Last year was definitely a busy one for Instacom Group Bhd. The Sarawak-based telecommunications tower builder diversified its earnings base into aluminium manufacturing and construction through the acquisition of two companies for RM132.4 million. It later changed its name to Vivocom to reflect its new focus and aspiration to be a regional construction player.

Having completed the asset injection, a rights issue, a bonus warrant issue and a bonus issue, the company’s market capitalisation jumped sixfold to RM643.6 million last year. Subsequently, its market capitalisation continued to grow — by 45% to RM931.4 million — buoyed by positive news flow of job wins and various private placements to institutional investors.

Vivocom is viewed as a beneficiary of China’s “One Belt, One Road” development policy, thanks to its close ties with state-owned China Railway Construction Corp Ltd (CRCC). Analysts expect it to clinch major infrastructure projects from CRCC Malaysia Bhd later this year, which could see its outstanding order book swell to RM3 billion from RM1 billion currently.

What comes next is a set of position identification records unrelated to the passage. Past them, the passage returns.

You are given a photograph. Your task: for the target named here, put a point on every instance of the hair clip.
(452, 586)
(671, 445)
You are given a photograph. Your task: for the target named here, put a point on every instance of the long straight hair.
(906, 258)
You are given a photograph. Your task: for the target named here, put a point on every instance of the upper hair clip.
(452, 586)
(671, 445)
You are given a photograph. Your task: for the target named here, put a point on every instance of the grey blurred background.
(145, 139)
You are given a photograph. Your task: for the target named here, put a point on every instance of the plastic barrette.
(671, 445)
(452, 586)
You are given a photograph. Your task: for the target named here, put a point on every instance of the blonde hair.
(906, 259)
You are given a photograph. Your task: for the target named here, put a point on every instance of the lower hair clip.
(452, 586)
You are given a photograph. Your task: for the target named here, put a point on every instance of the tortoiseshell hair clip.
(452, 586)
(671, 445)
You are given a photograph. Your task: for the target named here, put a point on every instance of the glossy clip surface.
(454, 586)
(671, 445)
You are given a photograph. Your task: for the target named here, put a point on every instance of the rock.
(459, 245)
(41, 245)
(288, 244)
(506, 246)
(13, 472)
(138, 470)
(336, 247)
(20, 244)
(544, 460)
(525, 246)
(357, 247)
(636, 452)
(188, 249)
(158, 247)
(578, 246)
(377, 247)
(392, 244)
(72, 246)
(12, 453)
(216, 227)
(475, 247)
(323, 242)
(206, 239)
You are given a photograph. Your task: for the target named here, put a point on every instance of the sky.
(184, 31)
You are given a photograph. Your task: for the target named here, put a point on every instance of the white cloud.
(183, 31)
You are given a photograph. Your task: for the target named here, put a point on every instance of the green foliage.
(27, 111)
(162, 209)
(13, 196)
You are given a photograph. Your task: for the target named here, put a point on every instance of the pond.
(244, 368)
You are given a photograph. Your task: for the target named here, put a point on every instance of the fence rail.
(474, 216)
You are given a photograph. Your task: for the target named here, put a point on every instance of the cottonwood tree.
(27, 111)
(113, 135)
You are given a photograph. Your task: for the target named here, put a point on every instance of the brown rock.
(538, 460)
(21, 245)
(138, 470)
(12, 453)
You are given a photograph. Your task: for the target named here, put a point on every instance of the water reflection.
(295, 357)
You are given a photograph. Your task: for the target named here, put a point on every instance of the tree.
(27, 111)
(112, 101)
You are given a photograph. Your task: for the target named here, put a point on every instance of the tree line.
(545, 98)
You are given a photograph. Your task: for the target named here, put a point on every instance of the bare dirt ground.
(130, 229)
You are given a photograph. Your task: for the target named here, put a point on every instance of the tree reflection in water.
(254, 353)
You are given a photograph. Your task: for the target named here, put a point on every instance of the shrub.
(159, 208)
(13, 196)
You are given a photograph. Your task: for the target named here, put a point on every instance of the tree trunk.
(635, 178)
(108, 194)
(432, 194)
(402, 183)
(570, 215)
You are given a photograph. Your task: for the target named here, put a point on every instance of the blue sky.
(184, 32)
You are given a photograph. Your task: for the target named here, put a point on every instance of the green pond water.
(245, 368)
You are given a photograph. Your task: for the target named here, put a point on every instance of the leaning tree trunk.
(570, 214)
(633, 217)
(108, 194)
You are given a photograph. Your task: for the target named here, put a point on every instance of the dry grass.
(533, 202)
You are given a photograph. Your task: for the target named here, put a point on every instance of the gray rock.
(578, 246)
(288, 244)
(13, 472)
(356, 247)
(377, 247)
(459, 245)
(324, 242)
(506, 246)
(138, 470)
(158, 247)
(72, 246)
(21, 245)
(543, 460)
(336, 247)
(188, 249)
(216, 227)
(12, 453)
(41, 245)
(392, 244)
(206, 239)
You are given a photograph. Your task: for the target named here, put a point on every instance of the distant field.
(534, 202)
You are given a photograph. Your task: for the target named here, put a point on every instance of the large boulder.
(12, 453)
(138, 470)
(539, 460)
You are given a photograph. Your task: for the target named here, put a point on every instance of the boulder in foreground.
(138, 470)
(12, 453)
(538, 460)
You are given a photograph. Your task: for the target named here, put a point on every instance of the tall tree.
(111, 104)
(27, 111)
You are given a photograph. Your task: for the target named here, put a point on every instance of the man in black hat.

The stock now trades at a high trailing PER of 34 times and it could take years to translate its huge order book into earnings. Based on analysts’ estimates compiled by Bloomberg, Vivocom currently trades at a forward FY2017 PER of 5.8 times vis-à-vis the 8 to 17 times of its peers.

The risks ahead would include the execution of projects and earnings dilution due to the expansion of its share base.